Mesaj hedeflenen alıcısına dokunmasa bile, gönderenin istediği şekilde anlaşılacağının garantisi yoktur. Alıcı, kelime veya sembollere anlam ekleyerek kodunu çözmelidir. Kod çözmenin her zaman doğru olmadığı not edilebilir. Bireysel deneyimlere dayanır.

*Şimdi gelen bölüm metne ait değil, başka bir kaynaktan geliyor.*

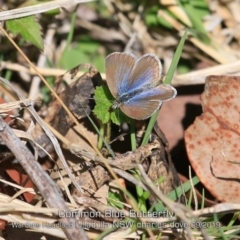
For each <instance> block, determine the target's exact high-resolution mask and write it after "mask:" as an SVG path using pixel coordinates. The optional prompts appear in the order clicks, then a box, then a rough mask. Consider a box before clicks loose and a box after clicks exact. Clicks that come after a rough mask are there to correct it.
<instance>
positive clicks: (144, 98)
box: [105, 53, 177, 120]
mask: <svg viewBox="0 0 240 240" xmlns="http://www.w3.org/2000/svg"><path fill="white" fill-rule="evenodd" d="M105 67H106V80H107V84H108V87H109V89H110V91H111V93H112V95H113V96H114V97H115V101H114V103H113V105H112V109H116V108H120V109H121V110H122V111H123V112H124V113H125V114H126V115H127V116H129V117H131V118H133V119H137V120H142V119H146V118H148V117H150V116H151V115H152V114H153V113H154V112H155V111H156V110H158V109H159V108H160V106H161V104H162V102H163V101H166V100H169V99H171V98H174V97H175V96H176V93H177V92H176V90H175V88H173V87H172V86H171V85H164V84H159V82H160V79H161V70H162V66H161V63H160V61H159V59H158V58H157V57H156V56H155V55H154V54H151V53H149V54H145V55H143V56H142V57H141V58H139V59H137V57H136V56H135V55H133V54H131V53H112V54H110V55H108V56H107V58H106V63H105Z"/></svg>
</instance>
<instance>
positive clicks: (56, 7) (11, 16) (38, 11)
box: [0, 0, 94, 21]
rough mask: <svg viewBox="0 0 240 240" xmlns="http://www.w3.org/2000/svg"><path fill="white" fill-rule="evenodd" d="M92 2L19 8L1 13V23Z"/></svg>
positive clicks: (34, 5) (35, 6)
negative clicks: (62, 8) (53, 10)
mask: <svg viewBox="0 0 240 240" xmlns="http://www.w3.org/2000/svg"><path fill="white" fill-rule="evenodd" d="M91 1H94V0H74V1H72V0H56V1H50V2H46V3H41V4H36V5H33V6H28V7H23V8H17V9H13V10H9V11H5V12H1V13H0V21H4V20H10V19H15V18H21V17H26V16H30V15H35V14H38V13H43V12H47V11H50V10H54V9H58V8H69V7H73V6H75V5H77V4H79V3H83V2H91Z"/></svg>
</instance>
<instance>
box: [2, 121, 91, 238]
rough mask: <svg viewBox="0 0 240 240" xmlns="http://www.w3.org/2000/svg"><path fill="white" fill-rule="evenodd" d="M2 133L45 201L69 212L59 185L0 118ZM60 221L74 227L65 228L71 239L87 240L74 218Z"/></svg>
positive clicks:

Sorun şu ki, hepimizin konu ya da gönderen tarafından seçilen sembollerle aynı deneyime sahip olmayız. Hindistan'da bile, tutumlar, yetenekler, görüşler, iletişim becerileri ve kültürel gelenekler değişiklik gösterir. Eğer iletişim iki farklı ülkenin insanları arasındaysa, Hindistan ve Japonya diyelim, problemler artar. Yanlış yorumlama olasılığı daha yüksektir; Her alıcı kendi gönderen fikrinin amaçlanan anlamını kendi alıcı mekanizmasında algılamaya çalışırken kişisel önyargılara müdahale edebilir.

7. Geri bildirim:

Sonuçta, alıcı gönderen tarafından gönderilen iletişime tepki verir veya cevap verir. Yanıt, gönderilen sembollerin açık bir şekilde yorumlanmasına dayanabilir veya gönderilen sembollerin yanlış anlaşılması veya yanlış yorumlanmasına dayanabilir. Bir alıcının bir gönderene yanıtı ne olursa olsun, geri bildirim olarak adlandırılır. Bazı geri bildirimler sözlü olmayan gülümsemeler, iç çekimler, başını sallar vb.

Bazen bir meslektaşın fikirlerine sorularınız veya yorumlarınızla tepki verirken sözlüdür. Bir iş arkadaşınızın notuna yanıt verirken olduğu gibi geri bildirim de yazılabilir. Çoğu durumda, hiçbir mesaj bir geri bildirim de olamaz.

Bir mektubu cevaplamamak veya bir telefona cevap vermemek, iletişim kurmayan bir kişinin gönderen hakkında ne hissettiğini önerebilir. Geri bildirim, iletişim sürecinin önemli bir bileşenidir, çünkü sonuçta iletişimin başarısı veya başarısızlığı, aldığımız geri bildirimler tarafından belirlenir.